Netflix had warned investors that a sudden increase in new sign-ups would fade in the latter half of the year as COVID-19 restrictions eased. In the fourth quarter, Netflix projected it will pull in 6 million new viewers across the globe, short of the 6.51 million anticipated by analysts.
As audiences accept online entertainment, the digital media pioneer is seeking to attract new clients and fight off competition. “Emily in Paris”, “Enola Holmes” and “The Devil All the Time” were released by Netflix during the third quarter.
Netflix recognised that rivalry was rising as studios from Walt Disney Co to AT&T Inc’s WarnerMedia across Hollywood have restructured to compete more directly for video subscribers.
Competition remains vibrant for customer time and engagement, “Netflix said in a letter to shareholders.”
Major sports have resumed play in recent months and nascent streaming platforms, including AT&T’s HBO Max and Comcast Corp’s Peacock, have introduced new options to viewers.
Netflix said its findings mirrored the fact that early in the year it saw such a huge increase in customers.

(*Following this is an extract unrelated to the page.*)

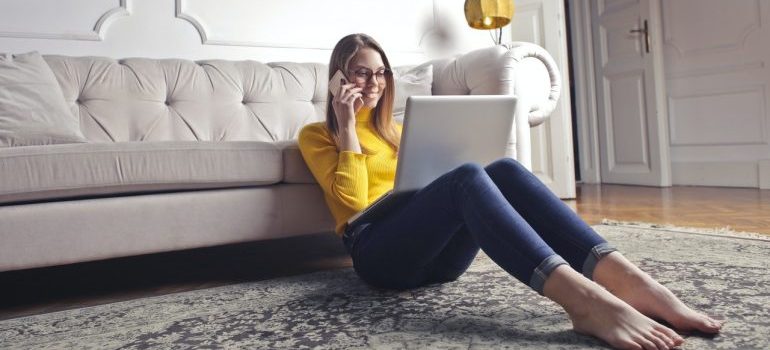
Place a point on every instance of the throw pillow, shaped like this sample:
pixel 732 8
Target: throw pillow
pixel 410 81
pixel 32 106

In the sense of the long-term adoption of internet entertainment, we continue to view quarter-to – quarter volatility in pay net adds as not so important, which we believe is still early and should provide us with several years of good future growth as we continue to develop our service, “the company said.”

Netflix officials noted that in the first nine months of 2020 , the company had taken in more viewers than in all of 2019. With 195.2 million global streaming clients, it finished the third quarter.
“Next time we get together, we should be over 200 million members, completing a year of 34 million (additions),” an annual record, Co-Chief Executive Reed Hastings said in an analyst interview.
The company also announced that it plans to complete the shooting of over 150 productions by the end of the year and that more original content will be published in each quarter of 2021 compared to 2020.
In the third quarter, sales rose 22.7 percent to $6.44 billion, edging past expectations of $6.38 billion.
Net income grew from $665.2 million, or $1.47 per share, a year ago, to $790 million, or $1.74 per share, in the quarter.